In contrast, a dairy fat called margaric acid ‘significantly reduced’ risk, while two kinds of saturated fat found in palm oil and animal products had only a ‘weak link’ with heart disease.

Two types of omega-3 fatty acid found in oily fish – EPA and DHA – and the omega-6 fat arachidonic acid were linked to a lower risk of heart disease. But omega-3 and omega-6 supplements appeared to have no benefit.

The above aren’t the only hits on “settled science.”  In the past few days and years, we’ve also learned that men have broad fleshy faces, not to cope with a Stone Age vegan diet (because then women would have those strong, fleshy faces too), but instead because men like to punch each other (and always have).  MMR vaccinations don’t cause autism. Stomach acid, stress, and spicy foods do not cause ulcers.

Here’s the deal with science: The debate is never settled. Science is not math, where one plus one always equals two. Science is always the best theory based upon the available data (provided that the data is selected and analyzed intelligently, without ideological bias). When the data changes, people have to let go of cherished theories. Most people understand this scientific truism about everything except climate change. As to that, when you turn Left, nothing will falsify climate change theories, which means climate change is a faith, not a scientific theory at all.

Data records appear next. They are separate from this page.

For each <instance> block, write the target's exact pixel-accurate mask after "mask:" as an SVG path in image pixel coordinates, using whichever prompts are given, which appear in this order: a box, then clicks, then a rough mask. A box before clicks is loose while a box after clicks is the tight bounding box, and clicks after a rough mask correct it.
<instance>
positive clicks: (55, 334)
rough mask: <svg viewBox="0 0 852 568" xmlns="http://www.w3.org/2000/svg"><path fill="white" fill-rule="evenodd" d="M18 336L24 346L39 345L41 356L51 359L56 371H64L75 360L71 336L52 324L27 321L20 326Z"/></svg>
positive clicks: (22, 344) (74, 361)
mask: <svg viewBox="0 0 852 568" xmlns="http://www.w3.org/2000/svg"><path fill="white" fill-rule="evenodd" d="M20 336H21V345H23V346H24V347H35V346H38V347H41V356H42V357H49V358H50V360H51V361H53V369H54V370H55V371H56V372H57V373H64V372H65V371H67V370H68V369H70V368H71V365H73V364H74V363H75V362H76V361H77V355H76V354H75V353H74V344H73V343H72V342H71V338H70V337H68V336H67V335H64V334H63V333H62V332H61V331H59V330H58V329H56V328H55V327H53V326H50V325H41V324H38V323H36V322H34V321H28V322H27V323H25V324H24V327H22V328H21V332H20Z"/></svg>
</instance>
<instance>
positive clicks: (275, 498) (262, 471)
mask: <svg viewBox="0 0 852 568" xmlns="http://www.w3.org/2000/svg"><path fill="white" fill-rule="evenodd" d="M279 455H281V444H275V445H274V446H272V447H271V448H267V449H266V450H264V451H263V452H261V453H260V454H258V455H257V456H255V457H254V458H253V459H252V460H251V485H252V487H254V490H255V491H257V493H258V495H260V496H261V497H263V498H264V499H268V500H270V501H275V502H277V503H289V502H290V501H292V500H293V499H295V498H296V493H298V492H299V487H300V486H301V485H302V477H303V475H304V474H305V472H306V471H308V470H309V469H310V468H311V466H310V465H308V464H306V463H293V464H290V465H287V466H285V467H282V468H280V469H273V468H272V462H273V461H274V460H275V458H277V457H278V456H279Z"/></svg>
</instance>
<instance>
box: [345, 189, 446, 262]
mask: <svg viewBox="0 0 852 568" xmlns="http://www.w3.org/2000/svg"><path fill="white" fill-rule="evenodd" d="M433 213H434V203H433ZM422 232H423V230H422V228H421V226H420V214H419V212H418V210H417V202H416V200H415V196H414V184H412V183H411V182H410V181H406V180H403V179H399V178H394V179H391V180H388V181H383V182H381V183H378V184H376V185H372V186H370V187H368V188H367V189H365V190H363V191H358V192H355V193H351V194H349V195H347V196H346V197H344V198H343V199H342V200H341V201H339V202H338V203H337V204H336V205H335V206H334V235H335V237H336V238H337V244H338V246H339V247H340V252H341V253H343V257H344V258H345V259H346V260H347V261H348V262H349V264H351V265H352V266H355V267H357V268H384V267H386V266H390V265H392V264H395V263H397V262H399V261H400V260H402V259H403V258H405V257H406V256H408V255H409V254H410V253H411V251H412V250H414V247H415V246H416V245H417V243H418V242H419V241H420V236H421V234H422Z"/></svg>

I’ve decided, by the way, that climate change is my new go-to answer for my life. In media and DemProg land (but I repeat myself), climate change is the answer to all things: Hot weather? Climate change. Cold weather? Climate change. Drought? Climate change. Deluge? Climate Change. Wife beating? Climate change. Rape? Climate change. Health problems? Climate change. Golf course failures? Climate change.

Well, from now on, since I’m married to a card-carrying, climate-change-believing DemProg, things are going to be different in my house. Why isn’t dinner ready? Climate change. How come you didn’t fold the laundry? Climate change. Why aren’t the bills paid? Climate change. If it’s a faith that works for you, my dear, it should work for me too, right?

I’ll wrap this up with a bit of poetry, courtesy of Edgar Albert Guest:

It Couldn’t Be Done

Somebody said that it couldn’t be done
But he with a chuckle replied
That “maybe it couldn’t,” but he would be one
Who wouldn’t say so till he’d tried.
So he buckled right in with the trace of a grin
On his face. If he worried he hid it.
He started to sing as he tackled the thing
That couldn’t be done, and he did it!

Somebody scoffed: “Oh, you’ll never do that;
At least no one ever has done it;”
But he took off his coat and he took off his hat
And the first thing we knew he’d begun it.
With a lift of his chin and a bit of a grin,
Without any doubting or quiddit,
He started to sing as he tackled the thing
That couldn’t be done, and he did it.

There are thousands to tell you it cannot be done,
There are thousands to prophesy failure,
There are thousands to point out to you one by one,
The dangers that wait to assail you.
But just buckle in with a bit of a grin,
Just take off your coat and go to it;
Just start in to sing as you tackle the thing
That “cannot be done,” and you’ll do it.